Like everything else living—or half living—in the world, Samael had had a hand in its making. It amused him to take this fragment of his creation back.

As Cynric stepped away from the trees, the parrotlets lost interest in harassing her and returned to their nests. Each pair divided the duty: one perching vigil in the mimosa’s fronds, where the long, curved thorns did not touch them—though the litter of tiny bones decomposing into calcium and trace nutrients among the leaf litter gave testament to the fate of any other small creature unlucky enough to blunder among those branches—and the other in the nest, counting chicks and regurgitating breakfast. The earlier chattering and shrieks of displeasure gave way to chirps and clucking.

Samael folded what passed for his arms. The pleasantries were apparently over. “You came for me?”

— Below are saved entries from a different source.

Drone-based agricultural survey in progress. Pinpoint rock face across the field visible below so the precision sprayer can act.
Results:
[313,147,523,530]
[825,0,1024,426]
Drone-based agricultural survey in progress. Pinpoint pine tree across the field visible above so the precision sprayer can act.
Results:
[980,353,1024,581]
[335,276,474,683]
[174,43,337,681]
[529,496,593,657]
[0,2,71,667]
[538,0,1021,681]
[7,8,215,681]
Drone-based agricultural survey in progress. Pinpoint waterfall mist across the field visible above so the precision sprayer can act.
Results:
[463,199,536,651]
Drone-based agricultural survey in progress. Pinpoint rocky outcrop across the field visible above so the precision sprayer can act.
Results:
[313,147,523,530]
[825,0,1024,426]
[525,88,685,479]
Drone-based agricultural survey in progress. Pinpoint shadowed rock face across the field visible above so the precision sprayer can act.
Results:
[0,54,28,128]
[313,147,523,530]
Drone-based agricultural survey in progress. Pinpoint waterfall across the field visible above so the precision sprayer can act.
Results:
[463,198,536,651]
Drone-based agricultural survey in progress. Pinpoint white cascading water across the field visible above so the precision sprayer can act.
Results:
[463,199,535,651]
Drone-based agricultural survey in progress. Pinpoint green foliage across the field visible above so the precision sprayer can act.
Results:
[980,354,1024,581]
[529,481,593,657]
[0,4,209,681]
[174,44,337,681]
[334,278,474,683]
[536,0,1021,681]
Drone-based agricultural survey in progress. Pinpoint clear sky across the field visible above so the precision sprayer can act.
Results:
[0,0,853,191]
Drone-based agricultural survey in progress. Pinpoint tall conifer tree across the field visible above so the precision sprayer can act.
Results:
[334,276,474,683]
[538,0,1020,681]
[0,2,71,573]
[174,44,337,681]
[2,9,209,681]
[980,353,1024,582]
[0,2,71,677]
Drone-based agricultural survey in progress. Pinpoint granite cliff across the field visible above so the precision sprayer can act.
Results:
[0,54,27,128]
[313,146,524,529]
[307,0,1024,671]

Cynric was used to dealing with Angels. She spoke plainly, with the directness of command. “We have a complicated ecological situation to address,” she said. “It is possible that there will be no place for us here, Samael. And the world’s systems are strained beyond expressing; that we have kept them mended as well as we have is only due to diligence and the toughness engineered into every life-form we’ve created. If we have to flee this haven, we have little time in which to mend them if we don’t wish to find ourselves living in a tin tub full of mold and ropes of algae. I require your cooperation.”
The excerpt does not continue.